What am I going to be like in another 2 weeks time?
Back to christmas, well yes where was I?
Once again I missed out on the festivities oh, don’t get me wrong I was THERE all the time big M and I cooked dinner but I find with christmas comes this big anticipated manic anti-climatic rush and then nothing.
Honestly I get so excited about christmas and then I’m nearly always disappointed when the day arrives.
Too soon it’s over and then I’m left feeling if only, or I wish.
One day, one whole day what am I expecting too happen?
I lie awake in anticipation of the magic of christmas, I love to see the boys get excited. I know they know father christmas is but a figment of the imagination but we love the whole magic of christmas.

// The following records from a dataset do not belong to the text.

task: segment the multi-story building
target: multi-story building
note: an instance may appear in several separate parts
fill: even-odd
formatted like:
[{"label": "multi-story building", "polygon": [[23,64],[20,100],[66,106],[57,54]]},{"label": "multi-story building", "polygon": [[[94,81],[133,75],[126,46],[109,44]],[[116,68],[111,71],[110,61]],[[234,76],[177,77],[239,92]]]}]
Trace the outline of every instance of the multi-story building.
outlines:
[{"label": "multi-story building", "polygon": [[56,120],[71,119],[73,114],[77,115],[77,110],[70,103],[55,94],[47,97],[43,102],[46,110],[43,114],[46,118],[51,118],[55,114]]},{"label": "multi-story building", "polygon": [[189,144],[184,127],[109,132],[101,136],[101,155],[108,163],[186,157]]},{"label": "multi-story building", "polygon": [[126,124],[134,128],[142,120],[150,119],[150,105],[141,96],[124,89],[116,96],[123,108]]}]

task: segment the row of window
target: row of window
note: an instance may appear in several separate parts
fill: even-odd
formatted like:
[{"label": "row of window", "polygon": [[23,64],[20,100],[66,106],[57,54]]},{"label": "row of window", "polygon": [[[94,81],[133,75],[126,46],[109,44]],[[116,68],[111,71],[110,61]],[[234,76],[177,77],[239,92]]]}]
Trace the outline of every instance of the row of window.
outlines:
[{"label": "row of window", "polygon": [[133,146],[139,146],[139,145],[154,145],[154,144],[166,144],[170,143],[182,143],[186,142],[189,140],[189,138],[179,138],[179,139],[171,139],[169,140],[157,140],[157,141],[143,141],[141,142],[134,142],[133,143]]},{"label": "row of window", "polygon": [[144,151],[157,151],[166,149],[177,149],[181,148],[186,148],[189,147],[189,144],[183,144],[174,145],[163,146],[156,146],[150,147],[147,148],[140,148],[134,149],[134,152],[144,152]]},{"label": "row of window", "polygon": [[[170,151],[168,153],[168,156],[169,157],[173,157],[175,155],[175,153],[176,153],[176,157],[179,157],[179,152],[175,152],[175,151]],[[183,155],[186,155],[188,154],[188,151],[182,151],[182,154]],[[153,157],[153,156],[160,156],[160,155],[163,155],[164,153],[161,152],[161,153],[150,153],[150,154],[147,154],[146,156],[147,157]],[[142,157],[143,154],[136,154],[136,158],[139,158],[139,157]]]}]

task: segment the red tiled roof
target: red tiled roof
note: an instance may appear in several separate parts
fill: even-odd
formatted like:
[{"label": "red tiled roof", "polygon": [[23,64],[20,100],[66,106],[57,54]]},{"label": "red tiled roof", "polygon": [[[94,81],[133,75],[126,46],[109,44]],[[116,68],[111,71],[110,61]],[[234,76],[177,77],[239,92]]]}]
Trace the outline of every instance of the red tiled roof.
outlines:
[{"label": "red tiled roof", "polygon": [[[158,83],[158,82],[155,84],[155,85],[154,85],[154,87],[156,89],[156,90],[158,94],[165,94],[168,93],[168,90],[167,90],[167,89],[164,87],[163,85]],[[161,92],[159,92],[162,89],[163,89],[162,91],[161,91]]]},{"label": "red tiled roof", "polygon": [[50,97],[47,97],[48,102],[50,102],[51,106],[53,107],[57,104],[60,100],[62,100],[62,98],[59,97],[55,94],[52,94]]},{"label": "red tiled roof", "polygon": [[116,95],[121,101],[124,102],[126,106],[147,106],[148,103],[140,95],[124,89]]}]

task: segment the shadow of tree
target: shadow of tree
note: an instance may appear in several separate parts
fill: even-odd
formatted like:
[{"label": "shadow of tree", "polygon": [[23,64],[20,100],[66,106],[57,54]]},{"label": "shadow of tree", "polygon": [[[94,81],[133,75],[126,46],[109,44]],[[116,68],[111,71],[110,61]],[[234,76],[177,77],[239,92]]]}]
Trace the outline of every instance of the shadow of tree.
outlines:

Yet at the end of it I’m left feeling disappointed and dejected but I can’t quite put my finger on it.
Is it because I don’t want to ‘enjoy’ christmas too much for that very reason I’ve stated above it’s over so quickly so allowing yourself to get over excited ultimately leads to that feeling of disappointment.
I wonder if my enthusiasm for christmas was quelled by my upbringing as a child, excitement wasn’t a big thing in our house at christmas time.

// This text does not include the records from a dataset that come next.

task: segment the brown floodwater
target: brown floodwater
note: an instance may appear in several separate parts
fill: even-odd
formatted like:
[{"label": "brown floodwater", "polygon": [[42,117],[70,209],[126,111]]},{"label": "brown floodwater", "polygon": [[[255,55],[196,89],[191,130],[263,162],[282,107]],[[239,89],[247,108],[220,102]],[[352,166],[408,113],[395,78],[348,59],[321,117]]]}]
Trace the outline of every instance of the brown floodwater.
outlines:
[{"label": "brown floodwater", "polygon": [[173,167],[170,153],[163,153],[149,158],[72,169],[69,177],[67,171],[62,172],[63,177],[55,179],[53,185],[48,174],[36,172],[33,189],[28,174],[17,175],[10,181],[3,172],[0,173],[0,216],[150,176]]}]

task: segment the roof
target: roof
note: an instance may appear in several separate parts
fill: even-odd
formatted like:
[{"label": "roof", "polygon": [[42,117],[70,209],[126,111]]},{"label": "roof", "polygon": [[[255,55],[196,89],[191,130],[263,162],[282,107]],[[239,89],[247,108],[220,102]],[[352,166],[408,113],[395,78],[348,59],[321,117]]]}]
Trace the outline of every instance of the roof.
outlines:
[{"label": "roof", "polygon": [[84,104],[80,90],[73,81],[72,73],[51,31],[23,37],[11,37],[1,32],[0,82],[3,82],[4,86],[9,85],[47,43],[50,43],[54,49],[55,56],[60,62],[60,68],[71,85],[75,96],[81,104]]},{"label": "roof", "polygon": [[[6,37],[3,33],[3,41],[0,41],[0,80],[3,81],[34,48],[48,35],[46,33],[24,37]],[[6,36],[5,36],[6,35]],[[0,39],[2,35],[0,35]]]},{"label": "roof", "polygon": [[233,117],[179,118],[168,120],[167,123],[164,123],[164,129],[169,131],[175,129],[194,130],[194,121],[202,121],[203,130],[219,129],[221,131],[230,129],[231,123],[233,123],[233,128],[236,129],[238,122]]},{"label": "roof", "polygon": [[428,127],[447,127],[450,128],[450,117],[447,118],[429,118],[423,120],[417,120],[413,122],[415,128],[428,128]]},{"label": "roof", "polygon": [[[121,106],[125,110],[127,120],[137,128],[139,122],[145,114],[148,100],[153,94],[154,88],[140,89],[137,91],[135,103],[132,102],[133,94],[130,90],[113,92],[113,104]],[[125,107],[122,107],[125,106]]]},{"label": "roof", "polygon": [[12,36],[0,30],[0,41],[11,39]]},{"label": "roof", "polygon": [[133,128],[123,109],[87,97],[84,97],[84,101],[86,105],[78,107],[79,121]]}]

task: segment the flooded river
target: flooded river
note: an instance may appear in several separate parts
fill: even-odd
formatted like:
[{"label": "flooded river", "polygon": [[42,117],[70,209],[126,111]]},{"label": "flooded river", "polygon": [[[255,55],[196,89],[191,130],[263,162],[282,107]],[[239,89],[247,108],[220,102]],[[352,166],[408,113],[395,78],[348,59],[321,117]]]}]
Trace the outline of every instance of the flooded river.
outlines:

And every year I swear that I’m going to immerse myself in the whole feeling of christmas, cinnamon, ginger, christmas cake but it never quite happens.

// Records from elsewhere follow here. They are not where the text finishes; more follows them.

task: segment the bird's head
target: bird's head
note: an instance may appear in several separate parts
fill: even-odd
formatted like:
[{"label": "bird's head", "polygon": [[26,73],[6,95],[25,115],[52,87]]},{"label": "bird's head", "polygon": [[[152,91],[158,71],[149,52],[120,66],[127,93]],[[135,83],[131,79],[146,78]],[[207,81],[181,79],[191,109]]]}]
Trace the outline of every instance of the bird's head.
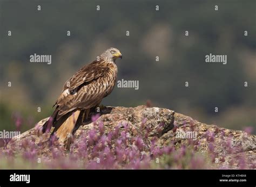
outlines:
[{"label": "bird's head", "polygon": [[102,54],[102,56],[106,56],[109,59],[112,60],[114,62],[115,62],[116,60],[117,60],[118,58],[122,59],[122,57],[120,51],[113,47],[107,49]]}]

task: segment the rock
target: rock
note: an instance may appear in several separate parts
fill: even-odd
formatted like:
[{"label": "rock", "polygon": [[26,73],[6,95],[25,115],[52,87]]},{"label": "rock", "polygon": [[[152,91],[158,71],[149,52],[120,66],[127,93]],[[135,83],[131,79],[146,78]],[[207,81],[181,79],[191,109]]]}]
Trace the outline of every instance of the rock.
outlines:
[{"label": "rock", "polygon": [[[37,127],[12,139],[7,149],[11,148],[15,150],[14,154],[18,153],[21,144],[25,143],[24,140],[32,140],[36,147],[39,148],[37,154],[49,158],[52,156],[49,151],[48,141],[50,133],[37,136],[38,127],[47,119],[42,120]],[[171,143],[173,143],[176,149],[184,145],[190,145],[194,150],[203,154],[211,153],[214,155],[213,168],[235,169],[239,164],[241,166],[239,162],[243,160],[247,163],[246,168],[255,168],[255,135],[207,125],[173,111],[155,107],[105,107],[95,122],[87,121],[78,127],[72,144],[79,143],[85,136],[88,135],[89,131],[98,128],[100,123],[103,123],[106,134],[114,132],[119,125],[120,130],[128,128],[127,136],[144,137],[145,154],[148,153],[152,146],[150,140],[154,139],[156,145],[160,148]],[[76,147],[72,148],[76,152]]]}]

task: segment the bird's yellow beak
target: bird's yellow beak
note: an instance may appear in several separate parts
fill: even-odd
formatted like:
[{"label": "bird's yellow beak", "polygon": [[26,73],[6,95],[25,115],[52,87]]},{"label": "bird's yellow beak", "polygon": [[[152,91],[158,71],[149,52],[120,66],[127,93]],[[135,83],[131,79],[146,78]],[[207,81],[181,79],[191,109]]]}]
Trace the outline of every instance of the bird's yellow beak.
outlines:
[{"label": "bird's yellow beak", "polygon": [[113,55],[113,56],[117,57],[120,57],[122,59],[122,54],[120,52],[116,53]]}]

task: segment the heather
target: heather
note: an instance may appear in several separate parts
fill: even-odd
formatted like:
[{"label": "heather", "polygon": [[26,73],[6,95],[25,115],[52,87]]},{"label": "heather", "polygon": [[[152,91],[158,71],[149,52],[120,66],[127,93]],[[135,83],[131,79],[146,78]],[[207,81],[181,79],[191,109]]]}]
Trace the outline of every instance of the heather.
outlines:
[{"label": "heather", "polygon": [[[200,126],[201,124],[191,118],[171,113],[167,109],[156,109],[159,108],[141,106],[134,110],[139,117],[142,112],[145,117],[139,122],[133,115],[135,113],[132,113],[133,119],[117,122],[116,115],[123,112],[120,110],[127,110],[124,107],[112,111],[110,114],[93,115],[90,123],[80,127],[71,136],[69,150],[65,149],[55,135],[50,139],[49,133],[37,137],[35,132],[40,126],[38,123],[20,139],[5,142],[1,149],[0,167],[12,169],[255,169],[251,160],[253,158],[243,150],[246,148],[234,141],[234,136],[238,134],[235,132],[230,133],[228,130],[215,126],[214,128],[206,126],[208,128],[205,129],[205,126]],[[170,121],[173,119],[173,123],[166,125],[166,121],[163,120],[165,118]],[[250,127],[245,130],[247,132],[244,133],[252,131]],[[178,132],[196,132],[197,136],[179,138],[175,136]],[[246,138],[243,138],[245,142]]]}]

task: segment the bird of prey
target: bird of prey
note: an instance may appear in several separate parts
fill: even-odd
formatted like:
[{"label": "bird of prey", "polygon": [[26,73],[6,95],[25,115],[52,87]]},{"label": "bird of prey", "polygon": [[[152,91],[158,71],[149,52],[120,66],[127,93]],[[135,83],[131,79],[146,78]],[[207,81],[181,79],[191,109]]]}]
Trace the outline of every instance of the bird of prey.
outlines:
[{"label": "bird of prey", "polygon": [[110,48],[70,77],[53,105],[55,110],[38,130],[38,135],[49,132],[53,126],[53,133],[66,144],[77,121],[87,119],[90,109],[99,106],[113,90],[117,74],[116,60],[119,57],[122,57],[120,51]]}]

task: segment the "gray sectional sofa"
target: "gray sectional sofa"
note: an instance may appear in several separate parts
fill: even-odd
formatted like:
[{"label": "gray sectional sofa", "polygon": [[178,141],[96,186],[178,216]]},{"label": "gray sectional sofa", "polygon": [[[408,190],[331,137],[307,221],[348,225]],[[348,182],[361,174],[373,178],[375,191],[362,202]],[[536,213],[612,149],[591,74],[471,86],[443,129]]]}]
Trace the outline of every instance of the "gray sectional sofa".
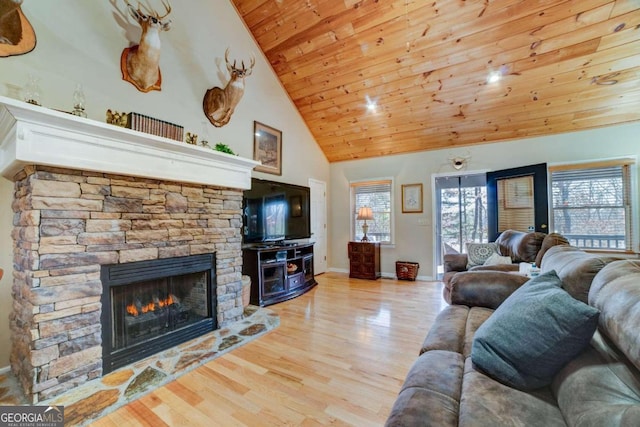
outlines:
[{"label": "gray sectional sofa", "polygon": [[[529,310],[537,317],[539,309],[540,318],[544,318],[542,312],[548,308],[544,304],[533,309],[528,304],[514,309],[510,304],[518,299],[518,293],[530,292],[533,281],[507,296],[497,308],[491,295],[483,304],[483,292],[477,289],[482,283],[458,283],[458,286],[475,289],[454,289],[459,296],[457,304],[438,315],[386,425],[640,426],[640,261],[614,260],[571,246],[554,246],[542,259],[541,276],[544,277],[536,281],[557,277],[558,285],[551,286],[552,291],[563,298],[568,294],[570,298],[563,300],[562,307],[569,302],[590,310],[591,316],[595,312],[595,317],[590,317],[588,322],[595,319],[593,328],[597,326],[595,333],[587,332],[583,345],[574,347],[575,354],[569,354],[569,345],[566,352],[561,346],[543,355],[552,362],[569,356],[569,360],[554,368],[548,384],[539,386],[534,382],[528,387],[530,384],[525,381],[522,386],[522,382],[518,383],[521,378],[512,381],[513,377],[506,380],[496,377],[491,367],[489,374],[483,369],[484,364],[481,368],[474,362],[482,360],[476,358],[480,353],[477,350],[482,347],[476,335],[486,332],[492,316],[501,317],[505,313],[513,316]],[[464,304],[466,293],[474,296],[472,304]],[[499,323],[492,322],[489,327],[496,324]],[[507,323],[505,329],[514,327],[527,328],[516,321]],[[535,328],[529,328],[521,338],[526,350],[530,337],[535,337],[536,332]],[[515,335],[521,333],[514,332]],[[573,339],[574,335],[569,333],[568,337]],[[518,347],[518,342],[510,345]],[[529,356],[526,351],[525,356]],[[543,370],[544,359],[540,362],[536,355],[530,356],[532,361],[525,360],[525,366],[516,376],[525,371],[536,375],[538,369]]]}]

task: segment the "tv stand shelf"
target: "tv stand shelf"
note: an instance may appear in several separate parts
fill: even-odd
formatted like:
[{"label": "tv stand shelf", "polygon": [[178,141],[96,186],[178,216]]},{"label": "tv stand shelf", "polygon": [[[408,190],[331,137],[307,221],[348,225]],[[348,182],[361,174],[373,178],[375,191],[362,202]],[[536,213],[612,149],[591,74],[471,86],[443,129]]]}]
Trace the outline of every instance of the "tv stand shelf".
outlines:
[{"label": "tv stand shelf", "polygon": [[302,295],[318,284],[313,243],[247,246],[242,249],[242,274],[251,277],[251,304],[271,305]]}]

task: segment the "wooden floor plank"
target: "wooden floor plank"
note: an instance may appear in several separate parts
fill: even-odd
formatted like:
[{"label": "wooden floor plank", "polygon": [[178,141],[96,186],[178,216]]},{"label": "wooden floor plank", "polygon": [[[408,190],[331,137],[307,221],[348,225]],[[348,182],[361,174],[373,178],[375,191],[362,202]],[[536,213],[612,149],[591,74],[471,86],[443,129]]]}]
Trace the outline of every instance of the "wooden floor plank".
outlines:
[{"label": "wooden floor plank", "polygon": [[439,282],[326,273],[280,326],[97,420],[124,426],[376,426],[435,316]]}]

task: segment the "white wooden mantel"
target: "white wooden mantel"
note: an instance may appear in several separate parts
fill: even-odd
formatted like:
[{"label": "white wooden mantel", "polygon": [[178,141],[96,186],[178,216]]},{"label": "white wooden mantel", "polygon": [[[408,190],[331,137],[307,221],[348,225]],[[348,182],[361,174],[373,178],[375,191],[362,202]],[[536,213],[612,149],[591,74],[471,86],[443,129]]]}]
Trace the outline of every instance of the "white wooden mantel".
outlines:
[{"label": "white wooden mantel", "polygon": [[0,173],[57,166],[227,188],[259,162],[0,96]]}]

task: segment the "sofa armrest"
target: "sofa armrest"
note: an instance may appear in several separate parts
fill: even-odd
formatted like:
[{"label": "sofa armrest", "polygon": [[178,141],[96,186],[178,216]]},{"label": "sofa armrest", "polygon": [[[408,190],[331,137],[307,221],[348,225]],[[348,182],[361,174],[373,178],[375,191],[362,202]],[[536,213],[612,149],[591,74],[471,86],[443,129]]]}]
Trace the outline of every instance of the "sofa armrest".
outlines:
[{"label": "sofa armrest", "polygon": [[509,295],[529,280],[502,271],[465,271],[449,282],[451,304],[496,309]]},{"label": "sofa armrest", "polygon": [[467,254],[445,254],[444,272],[467,271]]},{"label": "sofa armrest", "polygon": [[520,271],[520,264],[476,265],[471,267],[469,271],[502,271],[505,273],[517,273]]}]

So, here we are again, new years eve, the last day or should I say evening of 2014.
We will shortly be hurtling toward 2015 and another new year.
Each new year brings resolutions, goals, a sense of trepidation and a long list of all the things that you plan to do but inevitably never get around to doing let alone ticking off.
I have two weeks where I can’t drive so that means no school runs and none of the usual running around associated with being a working mum.
Time to rest my dodgy leg, rely on others and big M to do things for me, which will be a real test of my character, undoubtedly my tolerance and patience levels will reach new depths.
But hopefully this ‘down-time’ will allow me to collect my thoughts and decide if 2015 really is going to be ‘my year’ or not.
What will your 2015 look like? Let me know and share what you want to do this year.
Finally A very BIG HAPPY NEW YEAR to those of you who take the time to drop by and read my posts.